Daniel Frank Walls FRS (13 September 1942 – 12 May 1999) was a New Zealand theoretical physicist specialising in quantum optics.

==Education==
Walls gained a BSc in physics and mathematics and a first class honours MSc in physics at the University of Auckland. He then went to Harvard University as a Fulbright Scholar, obtaining his PhD in 1969. He was supervised by Roy J. Glauber who was later awarded a Nobel prize in 2005.

==Career and research ==
After holding postdoctoral research positions in Auckland and Stuttgart, Walls became a senior lecturer in physics at the University of Waikato in 1972, where he became professor in 1980. Together with his colleague Crispin Gardiner, during the next 25 years he established a major research centre for theoretical quantum optics in New Zealand and built active and productive collaborations with groups throughout the world.

In 1987 he moved to the University of Auckland as professor of theoretical physics.

His major research interests centred on the interaction and similarities between light and atoms. He was notable for his wide-ranging expertise in relating theory to experiment, and was involved in all major efforts to understand non-classical light. A seminal paper by Walls with his first graduate student Howard Carmichael, showed how to create antibunched light, in which photons arrive at regular intervals, rather than randomly.

Walls was a pioneer in the study of ways that the particle-like nature of light (photons) could be controlled to make optical systems less susceptible to unwanted fluctuations, in particular by the use of squeezed light, a concept formulated by Carlton Caves. In squeezed light, some fluctuations can be made very small provided other fluctuations are correspondingly large.

He made major contributions to the theory of quantum measurement such as those involving Albert Einstein's"which-path" experiment, and the quantum nondemolition measurement. Walls also used a simple field theoretical approach to explain and corroborate Dirac's description of photon interference and in particular Dirac's statement "that a photon interferes only with itself."

In the later stages of his career he focused his research efforts on the theoretical aspects of the newly created state of matter, the Bose–Einstein condensate (BECs). Some of his contributions in the field include the prediction of the interference signature of quantized vortices, and the collapses and revivals of the Josephson coupled BECs.

===Awards and honours ===
Walls was elected a Fellow of the Royal Society (FRS) in 1992. Walls was also elected Fellow of the American Physical Society (1981) and the Royal Society of New Zealand (FRSNZ). In 1995 he was awarded the Dirac Medal by the Institute of Physics for theoretical physics.

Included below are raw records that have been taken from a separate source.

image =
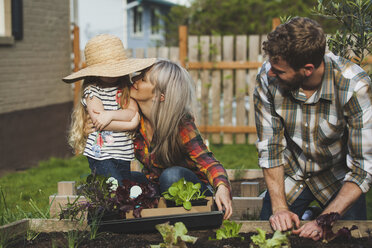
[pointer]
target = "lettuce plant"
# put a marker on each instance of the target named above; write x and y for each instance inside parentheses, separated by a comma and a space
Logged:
(326, 221)
(182, 192)
(278, 240)
(173, 236)
(229, 229)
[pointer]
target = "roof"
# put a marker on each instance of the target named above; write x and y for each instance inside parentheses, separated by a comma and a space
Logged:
(161, 2)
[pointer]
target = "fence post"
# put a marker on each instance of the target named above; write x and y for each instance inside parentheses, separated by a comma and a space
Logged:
(275, 22)
(76, 49)
(182, 39)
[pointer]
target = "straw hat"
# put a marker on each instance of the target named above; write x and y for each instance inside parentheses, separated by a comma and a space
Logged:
(105, 57)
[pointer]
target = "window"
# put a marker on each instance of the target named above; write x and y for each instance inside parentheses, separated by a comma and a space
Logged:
(11, 21)
(155, 21)
(137, 20)
(5, 22)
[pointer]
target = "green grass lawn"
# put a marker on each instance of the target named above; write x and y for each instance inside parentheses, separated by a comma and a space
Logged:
(40, 182)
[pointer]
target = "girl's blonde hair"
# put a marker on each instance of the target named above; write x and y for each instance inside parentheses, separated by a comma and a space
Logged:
(175, 84)
(77, 137)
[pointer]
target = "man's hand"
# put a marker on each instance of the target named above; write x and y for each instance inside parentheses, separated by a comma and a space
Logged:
(223, 200)
(282, 220)
(309, 230)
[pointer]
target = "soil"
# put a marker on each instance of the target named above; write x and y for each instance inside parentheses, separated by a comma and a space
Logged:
(112, 240)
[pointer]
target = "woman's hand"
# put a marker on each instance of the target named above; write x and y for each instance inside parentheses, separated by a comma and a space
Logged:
(310, 230)
(89, 127)
(223, 200)
(103, 118)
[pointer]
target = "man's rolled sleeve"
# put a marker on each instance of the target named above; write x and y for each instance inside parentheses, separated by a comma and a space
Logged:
(359, 158)
(270, 131)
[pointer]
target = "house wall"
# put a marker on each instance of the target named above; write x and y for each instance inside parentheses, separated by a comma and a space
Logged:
(146, 40)
(34, 103)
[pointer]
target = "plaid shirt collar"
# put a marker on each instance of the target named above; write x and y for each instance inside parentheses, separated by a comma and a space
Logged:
(326, 91)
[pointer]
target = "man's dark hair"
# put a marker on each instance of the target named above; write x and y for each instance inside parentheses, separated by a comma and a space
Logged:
(299, 41)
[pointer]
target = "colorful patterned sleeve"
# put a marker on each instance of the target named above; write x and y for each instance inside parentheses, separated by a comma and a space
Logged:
(202, 157)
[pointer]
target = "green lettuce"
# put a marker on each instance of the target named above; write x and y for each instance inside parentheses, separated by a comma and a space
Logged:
(173, 236)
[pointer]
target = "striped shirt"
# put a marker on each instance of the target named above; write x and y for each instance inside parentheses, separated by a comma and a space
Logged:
(323, 140)
(103, 145)
(197, 156)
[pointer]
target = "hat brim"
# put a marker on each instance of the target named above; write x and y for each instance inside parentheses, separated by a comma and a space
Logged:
(112, 69)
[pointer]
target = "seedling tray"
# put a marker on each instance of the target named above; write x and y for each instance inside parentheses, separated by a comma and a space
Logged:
(192, 221)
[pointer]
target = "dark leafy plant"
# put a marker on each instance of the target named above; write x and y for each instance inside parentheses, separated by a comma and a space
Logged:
(173, 236)
(182, 192)
(354, 20)
(124, 202)
(278, 240)
(229, 229)
(103, 195)
(326, 222)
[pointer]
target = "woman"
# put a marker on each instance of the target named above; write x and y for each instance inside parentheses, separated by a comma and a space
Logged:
(167, 142)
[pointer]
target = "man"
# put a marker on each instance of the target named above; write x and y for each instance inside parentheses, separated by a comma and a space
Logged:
(314, 127)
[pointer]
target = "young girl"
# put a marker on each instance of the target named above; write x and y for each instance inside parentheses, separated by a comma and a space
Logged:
(105, 98)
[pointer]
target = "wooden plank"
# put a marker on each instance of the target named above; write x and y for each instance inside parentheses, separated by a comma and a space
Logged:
(205, 81)
(249, 189)
(59, 202)
(174, 54)
(193, 56)
(224, 65)
(182, 43)
(14, 229)
(254, 46)
(66, 188)
(227, 129)
(275, 22)
(227, 52)
(140, 53)
(164, 52)
(235, 174)
(56, 225)
(216, 87)
(246, 208)
(240, 86)
(152, 52)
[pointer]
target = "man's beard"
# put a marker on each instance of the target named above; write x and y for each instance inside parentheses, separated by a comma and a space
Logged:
(287, 86)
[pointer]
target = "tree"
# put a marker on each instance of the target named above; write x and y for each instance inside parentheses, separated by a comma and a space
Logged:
(354, 19)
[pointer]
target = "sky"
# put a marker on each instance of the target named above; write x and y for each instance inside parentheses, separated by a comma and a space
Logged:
(182, 2)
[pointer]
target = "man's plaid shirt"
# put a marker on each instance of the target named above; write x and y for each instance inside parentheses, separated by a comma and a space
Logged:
(323, 140)
(197, 157)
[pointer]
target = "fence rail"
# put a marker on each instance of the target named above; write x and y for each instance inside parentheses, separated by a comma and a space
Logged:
(224, 69)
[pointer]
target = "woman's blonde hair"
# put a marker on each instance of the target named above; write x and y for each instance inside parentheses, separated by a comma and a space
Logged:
(173, 83)
(77, 137)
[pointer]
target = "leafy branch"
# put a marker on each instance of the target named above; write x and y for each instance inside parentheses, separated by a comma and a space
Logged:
(355, 21)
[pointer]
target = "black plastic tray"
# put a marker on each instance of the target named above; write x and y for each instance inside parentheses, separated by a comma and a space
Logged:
(192, 221)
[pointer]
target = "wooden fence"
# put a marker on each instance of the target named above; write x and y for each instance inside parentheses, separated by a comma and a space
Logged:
(224, 69)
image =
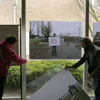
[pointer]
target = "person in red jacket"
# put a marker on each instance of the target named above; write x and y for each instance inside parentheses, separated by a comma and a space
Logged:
(7, 55)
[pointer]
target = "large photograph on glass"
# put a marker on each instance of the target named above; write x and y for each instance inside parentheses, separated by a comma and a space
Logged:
(96, 34)
(55, 39)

The Dodd-Walls Centre for Photonic and Quantum Technologies, a New Zealand Centre of Research excellence based in the University of Otago, was named after Jack Dodd and Dan Walls in recognition of their pioneering roles in establishing New Zealand's as an internationally recognised standing in photonics, quantum optics and ultra-cold atoms.

==Personal life==
Dan Walls had two younger siblings, a sister and a brother. He married Fari Khoy in 1968 with whom he had one son, Mark, in 1980. This marriage ended in 1986. His partner in later years was Pamela King. Walls died of cancer at hospital, in Auckland, aged 57.

== Legacy ==
In 2008 the New Zealand Institute of Physics named a biennial award in honour of Walls. The Dan Walls Medal is awarded to "the physicist working in New Zealand who is deemed to have made the greatest impact nationally and/or internationally in their field through predominantly New Zealand-based research". Winners have included Paul Callaghan, David Parry, Jeff Tallon, Matt Visser, Howard Carmichael, Peter Schwerdtfeger, and Jenni Adams.